I'm starting to feel a little bad about using this website as my own personal counterexample generator, but here I go again...
Terminology:
Let's call a space zero-dimensional if it is $T_0$ and admits a basis of clopen sets. By a standard embedding argument, a space is zero-dimensional if and only if it is homeomorphic to a subspace of some (possibly uncountable) power of the two-point discrete space $\{0,1\}$. In particular, zero-dimensional implies Hausdorff, or even completely regular.
Let's call a space $X$ totally separated if, given distinct points $x,y \in X$, there exists a separation $U,V$ of $X$ (ie. $U,V$ partition $X$ and are open) such that $x \in U$ and $y \in V$. In particular, a totally separated space is Hausdorff. Clearly zero-dimensional implies totally separated.
Finally, let's call a space totally disconnected if all its connected components are singletons. Clearly totally separated implies totally disconnected (conversely, totally disconnected need not even imply Hausdorff).
My question:
Let $X$ be a countable, totally disconnected Hausdorff space. Can $X$ fail to be totally separated? If yes, can $X$ fail to be zero-dimensional?
Some discussion:
If we replace "countable" with "compact, the answer to both questions is "no". For a compact Hausdorff space, the components and quasicomponents coincide, so $X$ is totally separated.

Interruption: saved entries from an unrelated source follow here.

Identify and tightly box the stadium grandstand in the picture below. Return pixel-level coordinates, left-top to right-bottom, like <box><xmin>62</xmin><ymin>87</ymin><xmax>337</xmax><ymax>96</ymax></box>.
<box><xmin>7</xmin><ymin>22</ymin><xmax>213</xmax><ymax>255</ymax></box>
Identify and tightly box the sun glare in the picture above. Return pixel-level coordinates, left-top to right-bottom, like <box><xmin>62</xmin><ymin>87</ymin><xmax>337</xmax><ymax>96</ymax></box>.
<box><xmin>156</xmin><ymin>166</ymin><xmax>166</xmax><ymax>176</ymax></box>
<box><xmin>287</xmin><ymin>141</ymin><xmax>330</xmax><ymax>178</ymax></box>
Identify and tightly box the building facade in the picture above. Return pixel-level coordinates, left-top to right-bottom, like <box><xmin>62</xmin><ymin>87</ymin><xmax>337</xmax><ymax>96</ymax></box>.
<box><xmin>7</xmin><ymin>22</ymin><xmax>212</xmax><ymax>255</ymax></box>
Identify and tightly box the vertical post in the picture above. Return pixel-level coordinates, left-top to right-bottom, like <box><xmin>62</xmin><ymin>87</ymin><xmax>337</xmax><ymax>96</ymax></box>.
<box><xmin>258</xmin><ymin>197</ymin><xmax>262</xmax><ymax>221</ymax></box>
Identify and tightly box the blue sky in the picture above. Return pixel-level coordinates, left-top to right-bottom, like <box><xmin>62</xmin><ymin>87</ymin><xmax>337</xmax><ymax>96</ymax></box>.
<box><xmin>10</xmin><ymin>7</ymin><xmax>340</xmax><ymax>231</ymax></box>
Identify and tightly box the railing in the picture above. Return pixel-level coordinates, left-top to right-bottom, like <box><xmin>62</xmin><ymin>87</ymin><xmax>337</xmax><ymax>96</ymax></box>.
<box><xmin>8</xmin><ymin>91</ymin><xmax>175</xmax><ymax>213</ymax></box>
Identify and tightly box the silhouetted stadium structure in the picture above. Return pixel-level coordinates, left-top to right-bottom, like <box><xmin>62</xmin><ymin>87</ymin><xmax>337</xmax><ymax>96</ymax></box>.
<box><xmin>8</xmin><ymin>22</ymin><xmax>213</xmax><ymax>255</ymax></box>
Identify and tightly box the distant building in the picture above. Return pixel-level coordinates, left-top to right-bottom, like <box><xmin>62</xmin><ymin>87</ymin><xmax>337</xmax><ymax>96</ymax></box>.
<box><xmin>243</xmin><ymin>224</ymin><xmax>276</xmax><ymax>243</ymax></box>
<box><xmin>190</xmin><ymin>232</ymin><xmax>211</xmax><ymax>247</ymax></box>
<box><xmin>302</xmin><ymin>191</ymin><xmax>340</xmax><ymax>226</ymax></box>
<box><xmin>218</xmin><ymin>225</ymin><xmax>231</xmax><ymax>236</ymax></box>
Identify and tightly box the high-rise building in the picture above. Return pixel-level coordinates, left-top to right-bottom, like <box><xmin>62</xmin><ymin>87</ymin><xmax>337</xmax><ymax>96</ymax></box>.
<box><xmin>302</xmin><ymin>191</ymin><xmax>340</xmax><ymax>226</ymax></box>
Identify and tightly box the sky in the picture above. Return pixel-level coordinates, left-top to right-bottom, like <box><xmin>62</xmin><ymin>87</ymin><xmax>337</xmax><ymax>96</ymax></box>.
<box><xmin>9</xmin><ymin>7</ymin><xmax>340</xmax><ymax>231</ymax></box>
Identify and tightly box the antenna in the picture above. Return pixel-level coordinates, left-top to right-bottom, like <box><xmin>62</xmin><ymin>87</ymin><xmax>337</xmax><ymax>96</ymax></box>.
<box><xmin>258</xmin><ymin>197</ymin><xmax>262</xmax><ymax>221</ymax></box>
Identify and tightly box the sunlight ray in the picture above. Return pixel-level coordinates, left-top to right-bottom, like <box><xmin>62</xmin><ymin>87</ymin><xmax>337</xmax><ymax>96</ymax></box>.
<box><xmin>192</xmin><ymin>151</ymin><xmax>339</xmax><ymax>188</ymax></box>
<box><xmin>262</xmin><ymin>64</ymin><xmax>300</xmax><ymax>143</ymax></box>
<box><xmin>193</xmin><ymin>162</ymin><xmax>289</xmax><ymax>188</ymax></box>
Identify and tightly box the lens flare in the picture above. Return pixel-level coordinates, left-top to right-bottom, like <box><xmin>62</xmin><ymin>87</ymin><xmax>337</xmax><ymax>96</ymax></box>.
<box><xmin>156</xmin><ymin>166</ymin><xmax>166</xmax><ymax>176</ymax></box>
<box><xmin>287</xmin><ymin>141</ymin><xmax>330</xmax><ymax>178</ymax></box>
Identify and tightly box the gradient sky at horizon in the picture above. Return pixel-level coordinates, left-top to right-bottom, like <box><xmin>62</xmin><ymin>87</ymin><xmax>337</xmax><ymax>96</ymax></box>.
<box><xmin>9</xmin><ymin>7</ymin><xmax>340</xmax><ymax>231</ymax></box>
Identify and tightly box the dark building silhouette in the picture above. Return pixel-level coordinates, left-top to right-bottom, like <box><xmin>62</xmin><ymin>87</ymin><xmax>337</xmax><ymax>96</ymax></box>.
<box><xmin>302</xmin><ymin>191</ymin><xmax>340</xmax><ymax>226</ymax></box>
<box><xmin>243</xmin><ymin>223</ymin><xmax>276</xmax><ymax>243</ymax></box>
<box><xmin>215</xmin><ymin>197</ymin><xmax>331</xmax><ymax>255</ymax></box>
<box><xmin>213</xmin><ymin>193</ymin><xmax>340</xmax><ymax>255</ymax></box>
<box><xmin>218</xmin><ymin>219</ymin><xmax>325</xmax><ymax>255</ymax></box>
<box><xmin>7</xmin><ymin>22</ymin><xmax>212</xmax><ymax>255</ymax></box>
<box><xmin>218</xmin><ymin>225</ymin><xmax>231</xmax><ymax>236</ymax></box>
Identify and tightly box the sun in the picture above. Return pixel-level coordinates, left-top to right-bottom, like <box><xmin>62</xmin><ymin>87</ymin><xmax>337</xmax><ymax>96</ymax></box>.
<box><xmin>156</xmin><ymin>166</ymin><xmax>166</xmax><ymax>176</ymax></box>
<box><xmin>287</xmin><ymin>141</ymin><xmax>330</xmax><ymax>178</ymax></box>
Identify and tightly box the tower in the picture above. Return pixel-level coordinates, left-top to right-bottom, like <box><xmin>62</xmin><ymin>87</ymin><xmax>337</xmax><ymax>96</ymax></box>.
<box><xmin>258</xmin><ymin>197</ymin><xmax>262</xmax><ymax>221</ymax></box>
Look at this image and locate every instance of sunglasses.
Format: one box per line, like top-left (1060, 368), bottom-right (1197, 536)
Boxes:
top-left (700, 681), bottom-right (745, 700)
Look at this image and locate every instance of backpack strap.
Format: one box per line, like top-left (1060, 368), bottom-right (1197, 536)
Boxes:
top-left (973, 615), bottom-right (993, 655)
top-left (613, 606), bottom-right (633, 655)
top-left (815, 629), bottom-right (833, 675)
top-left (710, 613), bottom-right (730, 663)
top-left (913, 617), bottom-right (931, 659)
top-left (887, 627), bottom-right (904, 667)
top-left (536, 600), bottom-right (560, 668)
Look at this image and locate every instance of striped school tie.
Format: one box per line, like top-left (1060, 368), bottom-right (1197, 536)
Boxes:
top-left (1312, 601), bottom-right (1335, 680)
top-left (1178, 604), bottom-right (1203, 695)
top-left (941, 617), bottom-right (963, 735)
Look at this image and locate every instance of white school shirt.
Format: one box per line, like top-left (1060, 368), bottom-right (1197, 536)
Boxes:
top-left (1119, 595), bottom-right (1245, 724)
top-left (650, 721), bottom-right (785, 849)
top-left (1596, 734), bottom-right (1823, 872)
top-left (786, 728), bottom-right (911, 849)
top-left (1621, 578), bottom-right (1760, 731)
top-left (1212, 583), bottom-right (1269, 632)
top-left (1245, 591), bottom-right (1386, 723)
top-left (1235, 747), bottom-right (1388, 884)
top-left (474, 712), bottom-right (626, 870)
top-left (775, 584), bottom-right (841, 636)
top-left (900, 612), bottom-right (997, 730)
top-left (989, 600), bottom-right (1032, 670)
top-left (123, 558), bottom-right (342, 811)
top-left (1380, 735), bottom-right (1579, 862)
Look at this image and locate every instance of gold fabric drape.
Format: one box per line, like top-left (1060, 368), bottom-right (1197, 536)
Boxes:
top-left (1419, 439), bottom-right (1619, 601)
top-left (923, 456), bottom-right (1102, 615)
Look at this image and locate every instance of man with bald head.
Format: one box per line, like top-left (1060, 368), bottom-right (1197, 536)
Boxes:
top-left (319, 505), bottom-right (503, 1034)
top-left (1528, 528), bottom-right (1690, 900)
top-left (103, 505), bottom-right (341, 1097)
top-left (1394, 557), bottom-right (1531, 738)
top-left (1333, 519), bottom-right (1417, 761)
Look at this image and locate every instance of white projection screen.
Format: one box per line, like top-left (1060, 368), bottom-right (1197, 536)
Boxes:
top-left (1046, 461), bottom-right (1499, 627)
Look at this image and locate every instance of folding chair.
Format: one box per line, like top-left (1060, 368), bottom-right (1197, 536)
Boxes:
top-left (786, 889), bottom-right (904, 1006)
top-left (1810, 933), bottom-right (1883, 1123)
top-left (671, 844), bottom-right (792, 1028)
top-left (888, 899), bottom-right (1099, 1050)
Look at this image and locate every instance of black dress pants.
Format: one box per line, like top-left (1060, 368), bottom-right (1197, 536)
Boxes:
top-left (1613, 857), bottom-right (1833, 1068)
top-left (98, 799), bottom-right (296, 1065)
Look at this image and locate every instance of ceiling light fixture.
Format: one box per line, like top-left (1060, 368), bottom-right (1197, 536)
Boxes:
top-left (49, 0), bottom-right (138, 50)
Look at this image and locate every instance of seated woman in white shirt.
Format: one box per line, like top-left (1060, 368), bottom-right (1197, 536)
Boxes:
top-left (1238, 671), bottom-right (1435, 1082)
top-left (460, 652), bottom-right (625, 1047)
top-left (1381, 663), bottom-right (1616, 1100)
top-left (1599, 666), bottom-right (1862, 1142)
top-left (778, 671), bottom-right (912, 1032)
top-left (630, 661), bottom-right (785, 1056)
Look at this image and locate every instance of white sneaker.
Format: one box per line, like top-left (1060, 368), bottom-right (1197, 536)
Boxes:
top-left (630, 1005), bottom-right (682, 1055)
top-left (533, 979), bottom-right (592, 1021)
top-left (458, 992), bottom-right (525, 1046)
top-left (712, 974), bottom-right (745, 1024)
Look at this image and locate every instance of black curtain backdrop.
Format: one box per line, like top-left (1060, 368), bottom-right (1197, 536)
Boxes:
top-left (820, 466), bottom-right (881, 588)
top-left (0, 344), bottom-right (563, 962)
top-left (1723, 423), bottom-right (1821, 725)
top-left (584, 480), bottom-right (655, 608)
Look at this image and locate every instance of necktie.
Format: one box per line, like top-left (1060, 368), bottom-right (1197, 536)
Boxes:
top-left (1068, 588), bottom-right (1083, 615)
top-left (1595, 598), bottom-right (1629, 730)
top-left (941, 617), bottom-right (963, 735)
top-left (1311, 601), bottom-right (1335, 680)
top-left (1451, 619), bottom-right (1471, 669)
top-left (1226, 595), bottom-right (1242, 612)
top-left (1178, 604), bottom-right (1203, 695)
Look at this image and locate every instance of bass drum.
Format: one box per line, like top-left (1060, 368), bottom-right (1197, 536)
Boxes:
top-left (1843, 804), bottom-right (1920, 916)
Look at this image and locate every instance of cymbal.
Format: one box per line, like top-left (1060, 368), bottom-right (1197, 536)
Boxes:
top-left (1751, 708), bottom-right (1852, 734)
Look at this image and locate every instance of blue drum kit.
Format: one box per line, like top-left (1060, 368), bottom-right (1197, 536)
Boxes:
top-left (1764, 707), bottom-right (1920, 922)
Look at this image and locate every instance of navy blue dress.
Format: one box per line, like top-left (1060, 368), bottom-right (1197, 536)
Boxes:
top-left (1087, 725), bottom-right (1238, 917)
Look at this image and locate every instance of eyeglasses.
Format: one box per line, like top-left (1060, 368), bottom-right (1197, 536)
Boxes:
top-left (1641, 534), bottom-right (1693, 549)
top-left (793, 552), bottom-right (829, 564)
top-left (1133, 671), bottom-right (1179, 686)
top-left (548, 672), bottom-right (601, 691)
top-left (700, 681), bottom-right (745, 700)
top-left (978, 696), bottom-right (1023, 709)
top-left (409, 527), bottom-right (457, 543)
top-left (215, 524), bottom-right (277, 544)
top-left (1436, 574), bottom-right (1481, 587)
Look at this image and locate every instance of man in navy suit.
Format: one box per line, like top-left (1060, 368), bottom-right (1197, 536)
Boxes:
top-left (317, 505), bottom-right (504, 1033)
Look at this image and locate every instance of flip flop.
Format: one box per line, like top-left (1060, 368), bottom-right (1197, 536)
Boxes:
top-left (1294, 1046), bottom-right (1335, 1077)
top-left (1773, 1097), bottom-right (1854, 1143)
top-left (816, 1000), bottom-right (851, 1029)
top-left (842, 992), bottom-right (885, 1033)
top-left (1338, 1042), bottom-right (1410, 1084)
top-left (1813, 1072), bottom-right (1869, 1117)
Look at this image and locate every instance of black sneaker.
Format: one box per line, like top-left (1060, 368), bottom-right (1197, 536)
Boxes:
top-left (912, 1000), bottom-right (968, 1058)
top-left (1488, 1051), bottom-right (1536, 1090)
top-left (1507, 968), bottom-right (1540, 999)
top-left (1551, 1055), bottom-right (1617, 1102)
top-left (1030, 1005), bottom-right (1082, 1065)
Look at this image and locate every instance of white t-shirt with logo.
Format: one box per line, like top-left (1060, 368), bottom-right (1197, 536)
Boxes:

Then, by applying basic compactness arguments, we can prove even that for all $A,B \subset X$, disjoint closed sets, there is a separation $U,V$ of $X$ with $A \subset U, B \subset V$. In particular, $X$ is zero-dimensional. The hypothesis of compactness cannot be dropped though. For example Cantor's leaky tent is a (noncompact, noncountable) subspace of the Euclidean plane which can be shown, with some effort, to be totally disconnected - but not totally separated. Since the hypothesis of compactness cannot be dropped, I wondered whether it could be replaced with something else. In particular, I wondered whether countable would do.
Added: Here's another counterexample. The main idea is the same as in Brian's example, but I thought this space seemed somehow more concrete.
As a set, let $X := \mathbb{Q} \cup \{p_0,p_1\}$ where $p_0,p_1$ are two distinct points not in $\mathbb{Q}$. For $n=0,1,2,\ldots$, let $I_n := (n,n+1) \cap \mathbb{Q}$. We put $U \subset X$ open if and only if the following are satisfied:
- $U \cap \mathbb{Q}$ is open in the standard topology on $\mathbb{Q}$.
- If $p_0 \in U$, then $U$ contains all but finitely many of $I_0,I_2,I_4,\ldots$
- If $p_1 \in U$, then $U$ contains all but finitely many of $I_1,I_3,I_5,\ldots$
It is easy to see this topology is Hausdorff. To see it is totally disconnected, suppose that $C \subset X$ is connected with more than one point. Intervals with irrational endpoints are still clopen, and these can be used to separate a fixed rational number from any other point in $X$. It follows that $C$ contains no rationals. Thus $C = \{p_0,q_0\}$, but this space is discrete ($X$ is Hausdorff), so no such $C$ exists. However, $X$ is not totally separated. Neighbourhoods of $p_0$ and $q_0$ cannot have disjoint closures.